E.ON and RWE pull out of Horizon Nuclear Power joint venture
29 March 2012
E.ON and RWE npower have jointly announced their intention to pull out of their 50-50 joint-venture, Horizon Nuclear Power. E.ON says it will now look to find a new owner for Horizon and, in the UK, it will focus on other strategic projects that will deliver earlier benefit for customers and the company.
Tony Cocker, chief executive of E.ON UK said: "E.ON has decided to focus its investment in the UK on other strategic projects that will allow us to deliver earlier benefit for customers and our company, rather than the very long term and large investment new nuclear power calls for. Our commitment to the UK remains as strong as ever and as our track record shows, with over £1bn of investment in the last year alone, we will continue to select the right projects in which to invest."
Commenting, energy minister Charles Hendry said: “EON and RWE’s withdrawal is clearly very disappointing, but the partners have clearly explained that this decision was based on pressures elsewhere in their businesses and not any doubts about the role of nuclear in UK’s energy future. The UK’s new nuclear programme is far more than one consortia and there remains considerable interest. Plans from EDF/Centrica and Nugen are on track and Horizon’s sites offer new players an excellent ready-made opportunity to enter the market.”
Alistair Smith, chairman of the Institution of Mechanical Engineers’ Power Division, is also worried about the move. “This will certainly delay a key part of the UK’s nuclear build programme," he said. "Over the next decade we will be even more reliant on imported, carbon-intensive gas, making the UK a hostage to volatile gas prices for years to come.
“Today’s announcement by RWE and E.On is a direct result of the German Government’s decision to phase out nuclear power. It is a sad indictment of successive governments’ failure to nurture a strong UK power generation industry that today a decision made in Berlin can have such a serious impact on British energy policy.

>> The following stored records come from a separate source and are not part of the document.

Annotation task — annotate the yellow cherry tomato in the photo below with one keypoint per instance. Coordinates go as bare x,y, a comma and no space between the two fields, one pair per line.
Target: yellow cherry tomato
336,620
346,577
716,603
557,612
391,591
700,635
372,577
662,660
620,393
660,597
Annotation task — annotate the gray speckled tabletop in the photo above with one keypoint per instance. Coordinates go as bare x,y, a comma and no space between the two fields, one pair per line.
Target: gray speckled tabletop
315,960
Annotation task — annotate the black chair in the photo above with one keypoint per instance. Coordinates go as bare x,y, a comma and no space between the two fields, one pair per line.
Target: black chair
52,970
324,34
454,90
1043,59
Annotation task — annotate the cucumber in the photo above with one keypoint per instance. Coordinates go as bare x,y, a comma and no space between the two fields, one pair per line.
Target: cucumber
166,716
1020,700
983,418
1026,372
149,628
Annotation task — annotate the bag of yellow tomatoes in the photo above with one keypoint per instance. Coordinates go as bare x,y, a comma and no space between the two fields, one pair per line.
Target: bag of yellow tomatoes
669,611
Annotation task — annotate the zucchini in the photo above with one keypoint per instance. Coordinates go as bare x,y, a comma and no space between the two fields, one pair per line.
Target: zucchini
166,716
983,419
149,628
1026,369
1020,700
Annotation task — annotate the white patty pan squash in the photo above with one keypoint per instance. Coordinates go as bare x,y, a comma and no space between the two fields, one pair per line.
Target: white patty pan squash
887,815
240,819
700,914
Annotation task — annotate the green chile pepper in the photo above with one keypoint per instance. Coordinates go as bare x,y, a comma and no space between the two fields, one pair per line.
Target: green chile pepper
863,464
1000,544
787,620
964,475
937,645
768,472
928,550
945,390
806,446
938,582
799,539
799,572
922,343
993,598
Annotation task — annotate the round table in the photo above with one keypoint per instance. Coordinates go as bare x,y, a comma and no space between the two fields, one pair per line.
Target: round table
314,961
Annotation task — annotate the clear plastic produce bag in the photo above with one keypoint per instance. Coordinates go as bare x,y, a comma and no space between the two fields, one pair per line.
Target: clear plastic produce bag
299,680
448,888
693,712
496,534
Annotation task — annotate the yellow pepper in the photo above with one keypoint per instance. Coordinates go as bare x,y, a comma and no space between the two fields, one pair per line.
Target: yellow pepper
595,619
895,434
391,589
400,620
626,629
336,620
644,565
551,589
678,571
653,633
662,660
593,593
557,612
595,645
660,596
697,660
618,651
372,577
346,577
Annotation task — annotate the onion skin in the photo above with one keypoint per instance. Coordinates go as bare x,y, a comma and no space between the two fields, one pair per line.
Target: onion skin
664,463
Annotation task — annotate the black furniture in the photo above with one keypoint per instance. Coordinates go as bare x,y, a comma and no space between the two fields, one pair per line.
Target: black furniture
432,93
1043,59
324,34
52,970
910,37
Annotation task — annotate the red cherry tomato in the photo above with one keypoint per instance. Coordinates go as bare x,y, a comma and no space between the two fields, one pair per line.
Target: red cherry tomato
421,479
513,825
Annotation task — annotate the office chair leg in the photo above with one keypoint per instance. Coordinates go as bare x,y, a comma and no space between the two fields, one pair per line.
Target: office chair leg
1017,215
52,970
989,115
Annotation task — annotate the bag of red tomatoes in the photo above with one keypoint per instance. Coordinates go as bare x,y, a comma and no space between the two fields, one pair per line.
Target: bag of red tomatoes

"We must now hope that some forward thinking companies come into the market to buy up the opportunity that Horizon Nuclear Power represents.”
Meanwhile, a joint project between the Universities of Manchester and Sheffield for a New Nuclear Build and Manufacturing (NNUMAN) programme has been awarded £4m funding by the Engineering and Physical Sciences Research Council to research innovative manufacturing for the future of the UK’s nuclear power supply*.
Improved manufacturing processes developed in NNUMAN will be taken forward to prototype in the Nuclear Advanced Manufacturing Research Centre in Rotherham and the National Nuclear Laboratory to enable UK manufacturing companies to learn the benefits of the new methods and use them in the future.
The NNUMAN funding is part of the government's recent announcement to invest up to £15 million in research, development and knowledge transfer to stimulate innovation and support growth in the UK's civil nuclear power sector. This investment will be made through the Technology Strategy Board, the Department of Energy and Climate Change, the Nuclear Decommissioning Authority and the Engineering and Physical Sciences Research Council.
*A recent House of Lords’ Science and Technology Committee report – Nuclear Research and Development Capabilities – identified insufficient research and development capacity as a potential threat to the UK’s ability to produce power from nuclear energy.